Only 25 years ago, the container port system in mainland China was still in its infancy stage. During that time, Hong Kong acted as the only container gateway to China and Taiwanese ports Kaohsiung and Keelung benefited from Taiwan's economic success story in international trade. In May 1980, the Chinese government established the Shenzhen Special Economic Zone, the first special economic zone in China. By the late 1980s, mainland Chinese ports in the Pearl River Delta saw the first fruits of this opening up policy. Growth dynamics slowly started to shift from Taiwan to the Delta following port development in Shenzhen, Guangzhou and later also in other ports. As a result, the Pearl River Delta recorded an average annual growth in container volumes of 19.3% between 1985 and 1995. The market share of the Delta peaked in 1995 at 55%. In the ten following years the Delta's growth remained high with traffic increases of between 12 and 13% per year. Still, other regions outperformed the Delta in terms of growth.

The Chinese government developed a strong focus on Shanghai in the mid-1990s. As a result the Yangtze River Delta emerged as the container port growth region in China reaching an elevated average annual growth of 30% between 1995 and 2005. The region increased its market share in combined China/Taiwan/Hong Kong container port traffic from 5.6% in 1995 to 30% in 2008, with Shanghai and Ningbo as the main growth engines. In the early 1990s, the Shanghai Port Authority started to convert general cargo terminals into container terminals, building dedicated container terminals at the Waigaoqiao area. Efforts were also made to build the Waigaoqiao area into a procurement and distribution centre for the Asia Pacific Region. The growing capacity problem and the lack of deep-water berths were solved by the construction of a new port at the Yangshan islands, 100 km south of Shanghai and 30 km offshore. In December 2005, phase one was opened. Phase four is planned to be completed in 2017 and should bring the port's container handling capacity to 40 million TEU.
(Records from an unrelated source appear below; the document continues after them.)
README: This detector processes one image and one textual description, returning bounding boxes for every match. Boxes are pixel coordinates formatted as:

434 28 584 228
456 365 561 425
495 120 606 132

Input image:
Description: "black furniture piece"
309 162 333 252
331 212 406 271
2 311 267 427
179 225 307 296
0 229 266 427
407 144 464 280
Today, the centre of gravity in container growth is no longer in the Yangtze River Delta. The Delta recorded an average yearly growth of 6.6% in the period 2010-2014 with a moderate growth of 5.2% in 2014 compared to 2013. The strongest growers are now to be found in northeastern China, more in particular in the Shandong, Jin-Ji and Liaoning port regions. Annual growth in these regions for the period 2010-2014 was 12.1%, 10.7% and 19.6% respectively. As a whole the greater Bohai Rim recorded an average annual growth of 13% in the past five years, while the Pearl River Delta and Yangtze River Delta recorded 2.2% and 6.7% respectively. Not only the large ports in the Bohai Rim such as Dalian, Tianjin and Qingdao are driving growth in Northeast China, but also a lot of new kids on the block such as Yingkou, Dandong, Yantai, Rizhao and Tangshan.

At the same, we see a recovery in the relative importance of the Taiwan Strait, mainly driven by growth in the Mainland Chinese port of Xiamen and spurred by the start of direct cross-Strait sea transport services on December 15, 2008. The Taiwanese Ministry of Transportation and Communications (MOTC) reported that in 2014 direct cross-Strait container traffic amounted to 2.48 million TEU compared to 1.56 million TEU in 2009, the year after the opening up of direct services.

The above discussion underlines that it is important to focus on regional dynamics when talking about the development of the Chinese container port system. After all, it is a large country with different regional speeds.